With cash being used less and less in favor of plastic, it’s becoming even more important to own a credit card. With competition fierce between credit providers, there are now dozens of cards on the market to choose from. Each credit card is designed with a range of rates and features to appeal to a particular type of spender. It’s important to only apply for credit card that will suit you and your particular circumstances. Read on to find out what kind of spender you are, and what kind of credit card you should go for.
The occasional spender
You only use a credit card for emergencies or to shop once or twice a year in the sales. You like to have a credit card in your pocket, especially when you’re traveling abroad, where it acts as a financial cushion if you need it. However, you rigorously plan your finances and try to only spend what you have. You strive to pay off your credit card purchases within a month or two so that you don’t accumulate a balance over time. The best credit card for you is one with low or no interest rates.
You have the best of intentions, but despite this you almost always spend more than you earn in a month. You use your credit card to pay for a variety of items like restaurant bills, flights and entertainment, and you usually carry the balance forward each month. Because of this you should look for a card with a low APR with as few fees as possible. If the card offers instant discounts that’s a bonus, but make sure the discounts aren’t paid for with a big monthly fee.
The new spender
If you haven’t owned a credit card or taken out a loan before, you’ll usually have to start with credit building credit cards. These credit cards have a slightly higher annual rate of interest but they have a lower credit limit, meaning that you’ll be able to manage your spending and plan sensibly around your budget.

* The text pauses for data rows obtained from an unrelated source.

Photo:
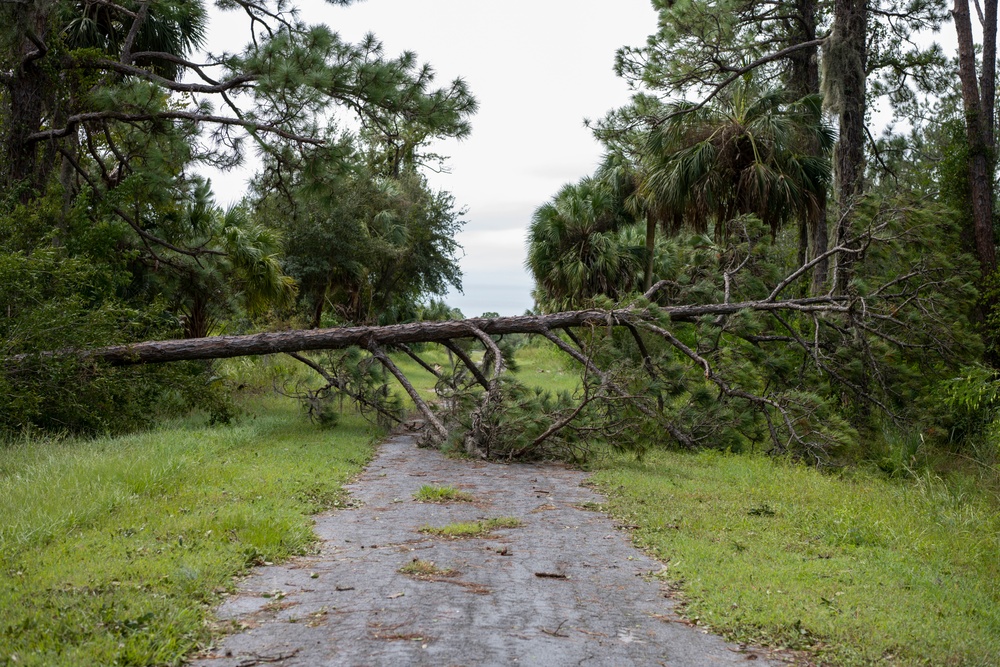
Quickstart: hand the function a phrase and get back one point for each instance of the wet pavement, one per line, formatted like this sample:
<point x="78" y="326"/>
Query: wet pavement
<point x="564" y="588"/>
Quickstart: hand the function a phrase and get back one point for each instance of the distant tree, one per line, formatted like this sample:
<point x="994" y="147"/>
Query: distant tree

Whether used by students or just people with a low or irregular income, these credit cards are often the first step towards building a solid credit profile.
The everyday spender
You whip out your credit card several times a day to pay for household items like groceries and petrol. But you also pay off your bill in full at the end of each month. In this sense, you use a credit card the way many people use a debit card, probably because you like the security that paying with a credit card offers, especially when making online transactions.